[Anrede]

Liebe Mandantin, lieber Mandant,

[Einführung – Standard]

auch im vergangenen Monat hat sich rund um Steuern, Recht und Betriebswirtschaft einiges getan. Über die aus unserer Sicht wichtigsten Neuregelungen und Entscheidungen halten wir Sie mit Ihren Mandanteninformationen gerne auf dem Laufenden. Zögern Sie nicht, uns auf einzelne Punkte anzusprechen, wir beraten Sie gerne.

Mit freundlichen Grüßen

  1. Kindergeld: Wenn das Kind vor Ausbildungsbeginn krank wird

    Kann ein ausbildungswilliges Kind sich wegen einer Erkrankung nicht um eine Berufsausbildung bemühen, können die Eltern für dieses Kind weiterhin Kindergeld bekommen.
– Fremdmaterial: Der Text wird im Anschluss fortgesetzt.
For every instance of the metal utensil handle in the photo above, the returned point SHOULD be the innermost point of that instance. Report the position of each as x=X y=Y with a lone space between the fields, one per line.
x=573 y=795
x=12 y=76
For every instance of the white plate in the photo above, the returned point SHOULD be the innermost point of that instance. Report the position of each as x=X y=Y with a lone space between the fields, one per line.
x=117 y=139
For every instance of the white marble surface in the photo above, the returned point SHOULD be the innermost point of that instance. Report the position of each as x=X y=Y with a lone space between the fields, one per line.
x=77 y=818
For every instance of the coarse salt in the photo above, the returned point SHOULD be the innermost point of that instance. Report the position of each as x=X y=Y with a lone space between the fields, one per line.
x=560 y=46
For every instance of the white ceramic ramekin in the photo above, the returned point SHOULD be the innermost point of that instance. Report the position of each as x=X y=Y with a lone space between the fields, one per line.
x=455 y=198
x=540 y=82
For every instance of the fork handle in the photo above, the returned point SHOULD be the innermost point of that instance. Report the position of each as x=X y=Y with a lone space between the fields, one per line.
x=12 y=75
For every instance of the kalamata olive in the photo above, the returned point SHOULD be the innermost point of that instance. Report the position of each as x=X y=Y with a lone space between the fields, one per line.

Denn hier gelten die gleichen Maßstäbe wie bei einem Kind, das trotz ernsthafter Bemühungen keinen Ausbildungsplatz findet.

    Hintergrund

    Die Tochter der Klägerin befand sich vom 1.8.2016 bis 8.6.2017 in einer Ausbildung. Sie unterbrach die Ausbildung krankheitsbedingt für den Zeitraum Juni 2017 bis einschließlich Juli 2018. Die Familienkasse hob hinsichtlich des Zeitraums der Erkrankung die Festsetzung des Kindergeldes für die Tochter bis einschließlich Juli 2018 auf und forderte den überzahlten Betrag von 2.510 EUR zurück. Sie vertrat die Auffassung, dass eine Berücksichtigung grundsätzlich auch dann möglich ist, wenn ein Kind wegen einer Erkrankung gehindert ist, sich um einen Ausbildungsplatz zu bemühen. Erforderlich ist aber in diesem Fall eine schriftliche Erklärung des Kindes, dass es sich unmittelbar nach Genesung um eine Ausbildung bemühen will. Eine solche Erklärung kann aber nach Ansicht der Familienkasse keine Rückwirkung entfalten, sondern wirkt erst ab Eingang bei der Familienkasse. Dagegen wandte sich die Klägerin mit ihrer Klage.

    Entscheidung

    Das Finanzgericht entschied zugunsten der Klägerin. Seiner Ansicht nach waren Anhaltspunkte dafür, dass in einzelnen Monaten die Ausbildungswilligkeit gefehlt haben soll, im vorliegenden Fall nicht ersichtlich.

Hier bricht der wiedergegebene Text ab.